L'UE voit cette loi comme une menace pour la compétitivité de son industrie. Il s'agit notamment de la place donnée à la logique d'acheter américain qui sous-tend certaines des subventions envisagées comme les allègements fiscaux conditionnés au fait de produire aux États-Unis et/ou intégrer dans la production des biens produits localement. De telles mesures sont cependant contraires aux principes de l'OMC, notamment l'égalité de traitement pour les étrangers et les nationaux (la clause de traitement national).

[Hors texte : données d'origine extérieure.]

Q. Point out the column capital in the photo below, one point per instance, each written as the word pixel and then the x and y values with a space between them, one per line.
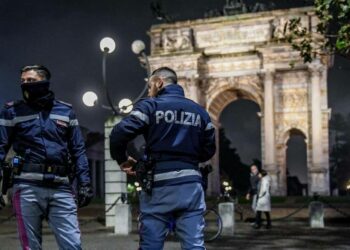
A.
pixel 267 74
pixel 316 68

Les craintes de l'Europe peuvent donc être légitimes. Mais si l'Europe réagit à son tour avec une politique similaire, une course aux subventions pourrait en être le résultat et le commerce mondial pourrait en pâtir.
Le 17 01 2023, la présidente de la Commission européenne a dévoilé un plan en 4 piliers destinés à répondre au dispositif IRA, qui s'inscrit dans le Pacte vert pour l'Europe et prévoit des mesures en faveur de l'industrie européenne. Son objectif est de faire de l'Europe le "foyer des technologies propres et de l'innovation industrielle sur la voie de la neutralité carbone".
Cet échange transatlantique montre que les défis pour le commerce mondial ne diminuent pas. Maintenir un système commercial ouvert et le concilier avec une politique ambitieuse de lutte en faveur de la décarbonation tout en développant des technologies et des savoirs en faveur de la transition écologique n'admet pas de réponse simple. Si la solution était la négociation entre pays partenaires, le commerce mondial en profiterait. Le dialogue avec les États-Unis pourrait permettre un certain nombre d'aménagements. La conclusion de nouveaux accords commerciaux pourrait ouvrir de nouvelles perspectives. Si, en revanche, on se dirige davantage vers des mesures protectionnistes favorables aux seules entreprises nationales et régionales, la fragmentation et la régionalisation du commerce mondial pourraient s'accentuer.